- De acordo com a UBS, a dívida pública atingiu 78,6% do PIB em outubro e deve chegar a 83,8% em 2026; sem reformas estruturais, o endividamento pode passar de 100% do PIB após 2027.
- As eleições de 2026 definem quem irá tocar um programa de consolidação fiscal, com reformas como revisão da indexação do salário mínimo e ruptura entre despesas obrigatórias e arrecadação.
- O câmbio é visto como termômetro da credibilidade fiscal: um real mais fraco eleva importações, pressiona a inflação e força juros reais elevados, freando a economia.
- O rombo nas contas públicas é visto em volta de 8% do PIB, com dívida com juros variáveis dificultando a absorção de choques; é necessário um esforço primário próximo de 4% do PIB e reformas profundas.
- No cenário de investimentos, há expectativa de queda de juros nos Estados Unidos e Brasil no próximo ano, com o real mais forte e ações brasileiras apresentando potencial, mas tudo depende da credibilidade fiscal pós-eleições.
O Brasil enfrenta uma situação fiscal crescente e sem paliativos, com dívida pública alcançando 78,6% do PIB em outubro e projeções de 83,8% em 2026. Juros reais estão próximos de 10%, apontando para pressões sobre a confiança fiscal e a credibilidade da política econômica.
As perspectivas de 2026 dependem do novo governo. Pesquisas da UBS indicam que, sem reformas estruturais, o endividamento poderá ultrapassar 100% do PIB após 2027. A recuperação depende de sinalização clara de consolidação fiscal já no início do próximo mandato.
Quem vencer as eleições de 2026 terá a missão de aplicar medidas de ajuste e reformas para reverter a trajetória da dívida. Entre as alternativas citadas pelo UBS estão a revisão da indexação do salário mínimo e a desvinculação entre despesas obrigatórias e arrecadação.
Custo fiscal, câmbio e juros no foco
O câmbio é visto como termômetro da credibilidade fiscal. Um real mais fraco tende a ampliar importações, pressionar a inflação e exigir juros reais elevados, dificultando a estabilidade macroeconômica. O UBS estima que a taxa de juros real neutra ficaria próxima de 6% ao ano.

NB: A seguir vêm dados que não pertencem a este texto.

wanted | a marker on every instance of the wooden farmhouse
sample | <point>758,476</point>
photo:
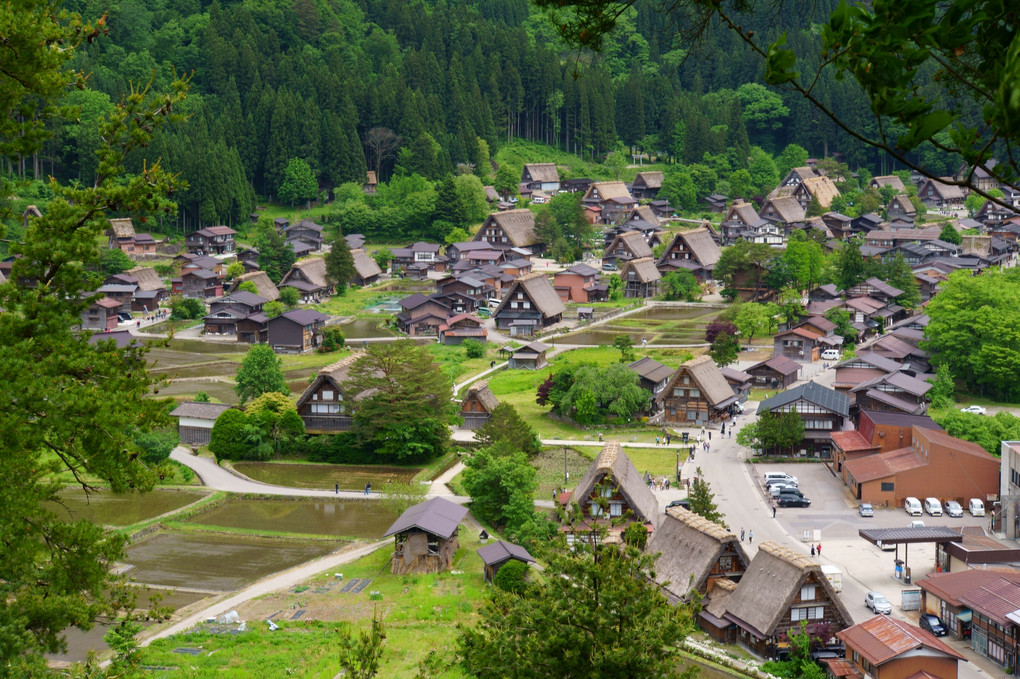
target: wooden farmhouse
<point>308,277</point>
<point>641,278</point>
<point>425,536</point>
<point>495,555</point>
<point>696,554</point>
<point>884,647</point>
<point>697,395</point>
<point>611,495</point>
<point>528,306</point>
<point>511,228</point>
<point>695,251</point>
<point>778,590</point>
<point>324,406</point>
<point>195,421</point>
<point>478,404</point>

Os especialistas ressaltam que a dívida precisa de um ritmo de queda de primário próximo de 4% do PIB para estabilizar juros. Sem esse ajuste, o custo do serviço da dívida tende a aumentar e o ciclo de queda de juros pode ser curto.
Medidas estruturais consideradas fundamentais
Entre as ações apontadas estão a revisão da regra de indexação do salário mínimo, que hoje considera inflação mais ganho real atrelado ao crescimento de duas séries anteriores. Também é necessária a quebra da ligação automática entre educação, saúde e a arrecadação.
A taxa de envelhecimento da população amplia as despesas com previdência, aumentando a pressão sobre o orçamento. Segundo o UBS, reformas nesse campo são essenciais para reverter a trajetória da dívida no médio prazo.
Caminho do investimento e incertezas eleitorais
No âmbito dos investimentos, o UBS aponta dois tempos: no primeiro semestre de 2026, condições globais favorecem o fluxo de capitais; no segundo, a credibilidade fiscal é determinante para sustentar o otimismo. O dólar fraco e cortes de juros ajudam o ambiente.
Contudo, a incerteza cresce à medida que as eleições se aproximam. A credibilidade do plano de consolidação fiscal pós-eleições será decisiva para manter o investimento estável e evitar volatilidade cambial.
Implicações para o mercado e para o trabalhador
O desemprego ficou em 5,4% em outubro, índice baixo que pressiona a inflação e desafia o BC a calibrar a política monetária. A inflação de serviços permanece acima da meta, reforçando a necessidade de ajustar gastos públicos sem sacrificar crescimento.
Empresas com maior alavancagem podem sentir benefício com a queda prevista dos juros, elevando a atratividade de ações no Brasil. O real mais forte, combinado a um câmbio estável, favorece margens de lucro e fluxo de capitais.